I think, Night and
Fog, perhaps unintentionally (perhaps not), captures, ultimately, the
problem of historicizing; this is, subjectivity, perspectivism—but,
furthermore, in extraordinary circumstances (the Holocaust being one of, if not
the most glaring), the signifiers of language cannot accurately represent
socio-historical moments the way in which film can. And, at times, it seems
Resnais does consciously address this notion: at the 26:41 mark, the narrator explains
that “words are insufficient.” His remark precedes six archival photographs,
close-ups of severed heads among them, before the dialogue returns: “from the
bodies they make soap.” Around the 27:00 mark, the narrator leaves his sentence
altogether incomplete: “as for the skin…” is completed (and, perhaps, can only
be completed) the way it is: panning across drawings upon dried-skin papers.
The film’s
release coincides with idealized post-war politics of progress—Germany is
prospering upon the illusion of temporal dichotomy, that the past has been
closed off and archived; and it has been archived—but Night and Fog subverts the notion that this archival footage signifies
closure—the binary bleeds. There are moments in the film, moments of
uncertainty, where the past/present, black and white/color dichotomy is broken
down, or at the very lease, blurred. At the 7:55 mark, Resnais presents us with
what appears to be his own footage, completely absent of the color which would
signify it as such.

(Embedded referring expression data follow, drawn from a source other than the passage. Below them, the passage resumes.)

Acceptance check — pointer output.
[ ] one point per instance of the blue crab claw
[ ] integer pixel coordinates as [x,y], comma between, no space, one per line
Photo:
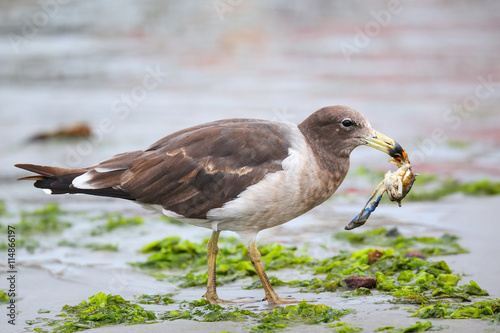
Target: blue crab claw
[370,206]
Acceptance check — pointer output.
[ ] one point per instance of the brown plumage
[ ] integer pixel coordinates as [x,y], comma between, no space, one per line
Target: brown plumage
[243,175]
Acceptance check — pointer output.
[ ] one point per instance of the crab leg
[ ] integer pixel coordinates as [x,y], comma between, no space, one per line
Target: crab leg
[370,206]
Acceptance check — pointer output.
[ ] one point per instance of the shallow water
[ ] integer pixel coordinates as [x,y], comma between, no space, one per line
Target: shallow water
[136,71]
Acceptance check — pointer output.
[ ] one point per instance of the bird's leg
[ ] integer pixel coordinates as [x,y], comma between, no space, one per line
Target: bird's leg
[212,250]
[271,296]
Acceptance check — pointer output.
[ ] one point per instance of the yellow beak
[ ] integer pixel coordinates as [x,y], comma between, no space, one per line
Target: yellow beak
[387,145]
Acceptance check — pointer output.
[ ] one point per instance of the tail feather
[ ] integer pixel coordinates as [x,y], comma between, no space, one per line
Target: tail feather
[60,181]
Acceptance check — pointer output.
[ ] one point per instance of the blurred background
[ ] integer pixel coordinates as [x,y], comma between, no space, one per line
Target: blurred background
[425,73]
[128,72]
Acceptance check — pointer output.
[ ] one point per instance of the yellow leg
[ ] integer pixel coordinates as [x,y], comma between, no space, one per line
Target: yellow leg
[212,250]
[271,296]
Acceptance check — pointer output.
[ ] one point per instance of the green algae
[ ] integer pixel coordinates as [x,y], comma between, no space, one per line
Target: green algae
[342,327]
[163,299]
[417,327]
[429,246]
[277,319]
[232,260]
[99,310]
[45,220]
[485,309]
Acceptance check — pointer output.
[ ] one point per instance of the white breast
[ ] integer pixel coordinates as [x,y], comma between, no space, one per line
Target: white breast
[279,196]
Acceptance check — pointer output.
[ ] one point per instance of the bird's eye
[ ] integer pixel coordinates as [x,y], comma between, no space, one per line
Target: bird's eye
[347,122]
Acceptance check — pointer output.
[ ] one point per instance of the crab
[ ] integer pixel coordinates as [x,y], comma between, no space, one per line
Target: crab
[397,184]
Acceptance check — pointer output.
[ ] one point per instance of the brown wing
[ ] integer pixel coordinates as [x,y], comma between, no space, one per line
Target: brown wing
[194,170]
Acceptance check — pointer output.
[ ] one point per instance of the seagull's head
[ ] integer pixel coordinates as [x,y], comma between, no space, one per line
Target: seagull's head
[341,129]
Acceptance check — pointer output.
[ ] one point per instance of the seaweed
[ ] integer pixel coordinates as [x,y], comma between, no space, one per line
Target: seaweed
[278,318]
[417,327]
[485,309]
[115,221]
[99,310]
[45,220]
[428,246]
[232,261]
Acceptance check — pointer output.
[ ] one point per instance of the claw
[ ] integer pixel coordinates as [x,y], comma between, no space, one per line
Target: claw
[370,206]
[397,185]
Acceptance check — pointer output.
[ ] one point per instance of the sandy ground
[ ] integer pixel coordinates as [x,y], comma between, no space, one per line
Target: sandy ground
[428,77]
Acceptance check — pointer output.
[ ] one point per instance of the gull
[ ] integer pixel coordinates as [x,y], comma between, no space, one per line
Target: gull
[240,175]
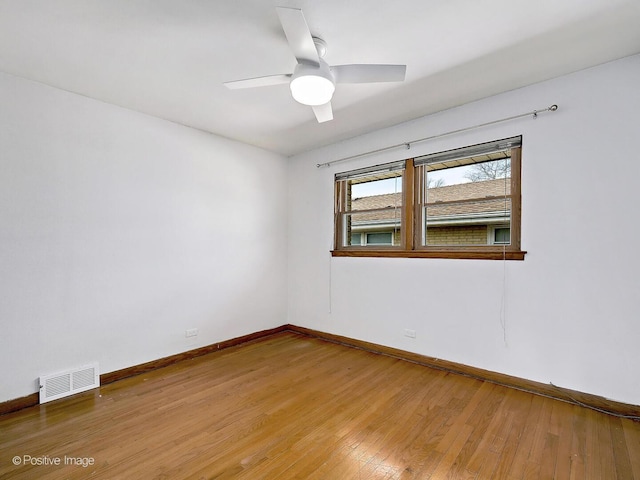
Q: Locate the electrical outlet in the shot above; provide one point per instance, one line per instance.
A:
(409, 333)
(192, 332)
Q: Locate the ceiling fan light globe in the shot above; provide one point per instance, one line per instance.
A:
(312, 90)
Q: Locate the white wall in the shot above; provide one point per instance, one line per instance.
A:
(572, 313)
(118, 231)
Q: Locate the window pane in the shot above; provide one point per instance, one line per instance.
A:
(375, 191)
(466, 222)
(385, 238)
(356, 239)
(502, 236)
(386, 223)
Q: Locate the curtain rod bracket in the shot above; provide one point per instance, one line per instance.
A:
(408, 145)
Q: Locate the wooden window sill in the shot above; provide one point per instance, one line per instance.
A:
(455, 254)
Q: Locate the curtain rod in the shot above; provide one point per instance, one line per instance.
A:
(407, 145)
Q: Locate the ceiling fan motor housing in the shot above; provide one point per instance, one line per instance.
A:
(312, 84)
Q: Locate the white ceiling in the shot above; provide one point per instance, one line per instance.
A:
(169, 58)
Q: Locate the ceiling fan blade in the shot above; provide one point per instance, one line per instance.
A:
(259, 81)
(368, 73)
(323, 113)
(298, 35)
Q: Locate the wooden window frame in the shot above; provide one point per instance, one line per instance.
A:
(410, 245)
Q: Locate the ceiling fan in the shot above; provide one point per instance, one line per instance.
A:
(313, 81)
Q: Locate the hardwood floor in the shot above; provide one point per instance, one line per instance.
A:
(293, 407)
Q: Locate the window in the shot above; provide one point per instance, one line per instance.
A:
(463, 203)
(369, 206)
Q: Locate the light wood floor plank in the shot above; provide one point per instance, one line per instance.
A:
(293, 407)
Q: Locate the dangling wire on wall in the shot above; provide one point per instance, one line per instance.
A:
(407, 145)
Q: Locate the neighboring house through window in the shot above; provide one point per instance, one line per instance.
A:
(463, 203)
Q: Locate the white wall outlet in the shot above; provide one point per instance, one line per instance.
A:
(192, 332)
(409, 333)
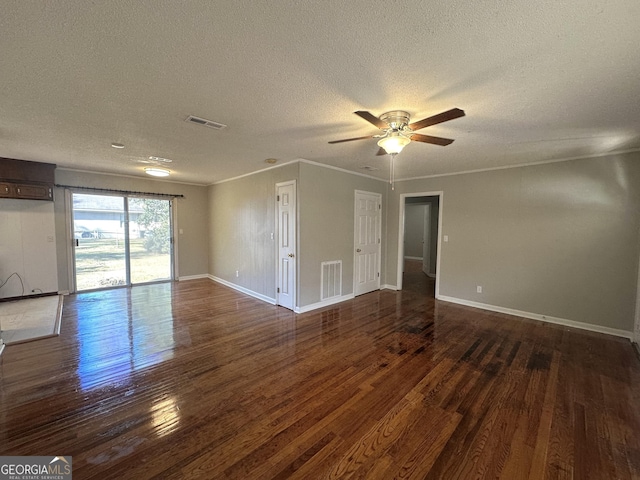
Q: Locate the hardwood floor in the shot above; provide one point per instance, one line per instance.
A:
(194, 380)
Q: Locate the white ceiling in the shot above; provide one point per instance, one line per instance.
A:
(539, 81)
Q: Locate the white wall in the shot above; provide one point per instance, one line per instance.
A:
(27, 247)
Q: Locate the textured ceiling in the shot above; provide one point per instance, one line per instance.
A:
(539, 81)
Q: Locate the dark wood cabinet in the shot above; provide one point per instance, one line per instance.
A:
(26, 180)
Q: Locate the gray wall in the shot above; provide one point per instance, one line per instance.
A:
(326, 204)
(242, 219)
(192, 217)
(560, 239)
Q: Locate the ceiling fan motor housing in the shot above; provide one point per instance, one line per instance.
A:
(396, 119)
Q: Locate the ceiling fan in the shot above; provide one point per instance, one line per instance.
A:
(398, 132)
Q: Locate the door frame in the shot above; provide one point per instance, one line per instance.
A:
(294, 282)
(355, 231)
(71, 256)
(403, 197)
(426, 240)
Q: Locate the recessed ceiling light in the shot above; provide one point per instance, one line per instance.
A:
(157, 172)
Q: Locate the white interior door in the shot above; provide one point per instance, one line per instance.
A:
(368, 216)
(286, 200)
(426, 241)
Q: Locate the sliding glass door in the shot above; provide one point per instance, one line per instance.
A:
(150, 239)
(120, 240)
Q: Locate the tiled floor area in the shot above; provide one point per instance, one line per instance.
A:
(30, 319)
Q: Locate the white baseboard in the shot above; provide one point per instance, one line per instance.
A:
(324, 303)
(246, 291)
(537, 316)
(193, 277)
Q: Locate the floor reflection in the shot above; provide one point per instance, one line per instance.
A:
(114, 345)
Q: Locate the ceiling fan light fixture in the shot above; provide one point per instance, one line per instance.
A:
(394, 143)
(157, 172)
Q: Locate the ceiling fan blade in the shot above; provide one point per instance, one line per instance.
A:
(351, 139)
(417, 137)
(441, 117)
(369, 117)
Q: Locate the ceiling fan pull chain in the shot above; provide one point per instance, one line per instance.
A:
(393, 156)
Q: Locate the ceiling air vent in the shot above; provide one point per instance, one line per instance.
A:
(206, 123)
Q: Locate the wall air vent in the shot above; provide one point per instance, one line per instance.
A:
(205, 123)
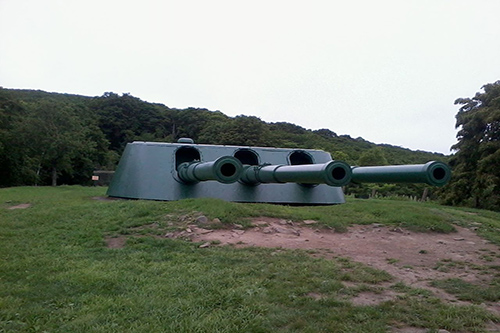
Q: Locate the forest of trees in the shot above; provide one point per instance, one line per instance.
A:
(51, 139)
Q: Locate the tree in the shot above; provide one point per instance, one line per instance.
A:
(476, 171)
(372, 157)
(51, 138)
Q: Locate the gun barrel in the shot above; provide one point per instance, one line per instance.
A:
(334, 173)
(225, 169)
(432, 173)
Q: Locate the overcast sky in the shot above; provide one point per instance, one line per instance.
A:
(387, 70)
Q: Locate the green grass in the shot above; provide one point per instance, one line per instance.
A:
(57, 275)
(467, 291)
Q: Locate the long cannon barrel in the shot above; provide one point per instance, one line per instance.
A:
(334, 173)
(225, 169)
(432, 173)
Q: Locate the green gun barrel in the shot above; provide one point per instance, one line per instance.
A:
(432, 173)
(225, 169)
(334, 173)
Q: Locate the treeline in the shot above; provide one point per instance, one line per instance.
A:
(51, 138)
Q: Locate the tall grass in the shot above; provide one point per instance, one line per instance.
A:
(57, 275)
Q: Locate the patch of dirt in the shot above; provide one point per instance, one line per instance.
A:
(415, 259)
(20, 206)
(115, 242)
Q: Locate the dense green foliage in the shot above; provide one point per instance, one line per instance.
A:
(476, 165)
(59, 138)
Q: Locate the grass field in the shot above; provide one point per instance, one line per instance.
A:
(58, 275)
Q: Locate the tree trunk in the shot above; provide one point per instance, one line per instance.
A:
(54, 176)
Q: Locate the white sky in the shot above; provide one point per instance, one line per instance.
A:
(388, 70)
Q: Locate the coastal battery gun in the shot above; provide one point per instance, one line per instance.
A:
(174, 171)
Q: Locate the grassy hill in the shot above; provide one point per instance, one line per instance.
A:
(58, 274)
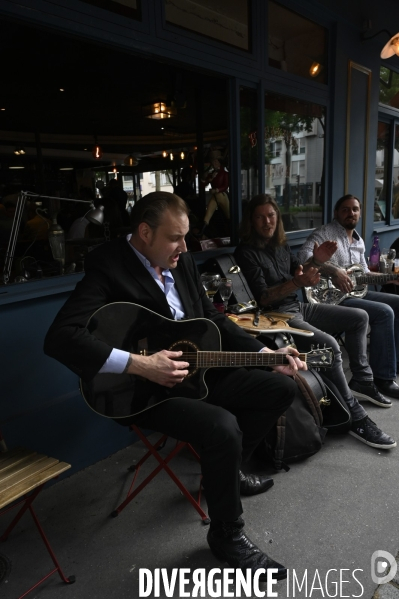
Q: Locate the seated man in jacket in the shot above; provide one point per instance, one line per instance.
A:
(151, 268)
(382, 308)
(274, 275)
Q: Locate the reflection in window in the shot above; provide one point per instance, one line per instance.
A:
(249, 142)
(381, 170)
(389, 87)
(294, 174)
(127, 8)
(135, 156)
(296, 45)
(224, 20)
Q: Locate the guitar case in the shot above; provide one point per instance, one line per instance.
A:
(318, 408)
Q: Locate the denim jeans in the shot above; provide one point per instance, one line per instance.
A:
(383, 311)
(333, 320)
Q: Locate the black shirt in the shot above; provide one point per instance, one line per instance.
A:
(268, 267)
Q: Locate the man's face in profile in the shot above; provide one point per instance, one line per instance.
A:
(165, 243)
(348, 213)
(264, 221)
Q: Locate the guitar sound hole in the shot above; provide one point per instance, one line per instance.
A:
(189, 350)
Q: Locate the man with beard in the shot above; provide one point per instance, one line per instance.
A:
(274, 275)
(382, 308)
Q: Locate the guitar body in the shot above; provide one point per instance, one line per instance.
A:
(135, 329)
(326, 293)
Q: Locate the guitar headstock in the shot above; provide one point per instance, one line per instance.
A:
(320, 358)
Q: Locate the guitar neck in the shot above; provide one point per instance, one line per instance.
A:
(220, 359)
(375, 279)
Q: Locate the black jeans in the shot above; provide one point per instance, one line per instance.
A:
(225, 428)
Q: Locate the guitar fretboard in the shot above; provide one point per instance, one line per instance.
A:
(207, 359)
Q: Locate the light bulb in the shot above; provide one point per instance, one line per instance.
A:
(314, 69)
(395, 45)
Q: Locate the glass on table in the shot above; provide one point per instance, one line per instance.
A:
(210, 282)
(225, 290)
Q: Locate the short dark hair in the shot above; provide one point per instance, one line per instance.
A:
(152, 206)
(247, 233)
(348, 196)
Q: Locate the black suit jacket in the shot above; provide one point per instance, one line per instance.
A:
(113, 273)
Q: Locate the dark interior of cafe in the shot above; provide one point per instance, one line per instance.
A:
(99, 127)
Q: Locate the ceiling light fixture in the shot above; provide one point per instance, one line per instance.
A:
(159, 110)
(315, 69)
(130, 161)
(96, 150)
(392, 45)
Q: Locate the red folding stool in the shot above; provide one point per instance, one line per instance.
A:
(153, 450)
(23, 474)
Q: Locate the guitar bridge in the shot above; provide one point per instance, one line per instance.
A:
(325, 401)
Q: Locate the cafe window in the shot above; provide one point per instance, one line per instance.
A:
(295, 44)
(127, 8)
(225, 21)
(249, 143)
(108, 144)
(294, 175)
(389, 87)
(386, 182)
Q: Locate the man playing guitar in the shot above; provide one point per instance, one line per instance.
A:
(382, 308)
(274, 275)
(151, 268)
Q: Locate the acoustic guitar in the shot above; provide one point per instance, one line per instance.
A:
(137, 330)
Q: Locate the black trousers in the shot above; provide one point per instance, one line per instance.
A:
(225, 428)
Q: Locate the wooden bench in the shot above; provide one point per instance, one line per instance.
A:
(23, 473)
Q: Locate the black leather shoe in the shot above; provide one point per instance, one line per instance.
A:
(251, 484)
(368, 390)
(229, 543)
(389, 388)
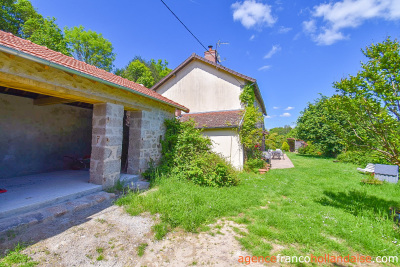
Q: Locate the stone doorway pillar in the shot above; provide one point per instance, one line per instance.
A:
(107, 131)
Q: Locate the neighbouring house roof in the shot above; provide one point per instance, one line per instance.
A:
(218, 66)
(12, 44)
(215, 119)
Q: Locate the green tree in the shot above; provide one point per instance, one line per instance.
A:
(45, 32)
(90, 47)
(285, 146)
(251, 130)
(281, 130)
(138, 72)
(316, 125)
(371, 101)
(158, 70)
(14, 14)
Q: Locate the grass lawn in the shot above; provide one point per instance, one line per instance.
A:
(317, 207)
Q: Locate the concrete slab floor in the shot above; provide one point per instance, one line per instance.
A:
(27, 193)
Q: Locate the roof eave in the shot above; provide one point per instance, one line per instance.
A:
(88, 76)
(197, 57)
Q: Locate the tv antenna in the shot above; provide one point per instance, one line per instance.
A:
(217, 46)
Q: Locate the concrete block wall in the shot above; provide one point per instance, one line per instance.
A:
(105, 163)
(146, 131)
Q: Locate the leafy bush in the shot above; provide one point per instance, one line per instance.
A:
(285, 146)
(361, 158)
(310, 149)
(187, 155)
(253, 165)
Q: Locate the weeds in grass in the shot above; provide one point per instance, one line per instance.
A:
(141, 249)
(16, 258)
(317, 207)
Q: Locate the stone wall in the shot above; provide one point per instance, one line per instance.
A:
(146, 131)
(35, 139)
(105, 163)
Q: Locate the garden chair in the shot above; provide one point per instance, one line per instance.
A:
(281, 154)
(370, 168)
(388, 173)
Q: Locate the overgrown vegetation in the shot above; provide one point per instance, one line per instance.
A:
(20, 18)
(16, 258)
(361, 158)
(363, 120)
(187, 155)
(144, 72)
(303, 209)
(250, 131)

With this, as viewers, we’re placed “in one of those night
scenes so dear to a Nazi’s heart.” At this same moment, an apparent change in
the soundtrack occurs; so, while the image perhaps subverts this temporal
dichotomy, the soundtrack begins to reinforce it. Here, the change in
soundtrack is prompted (relatively speaking) by an edit-point. As the film
progresses, however, this isn’t always the case. More often than not, the music
begins to change within shots, and continues into the next edit (sonically
blending the archival footage with Resnais’ own).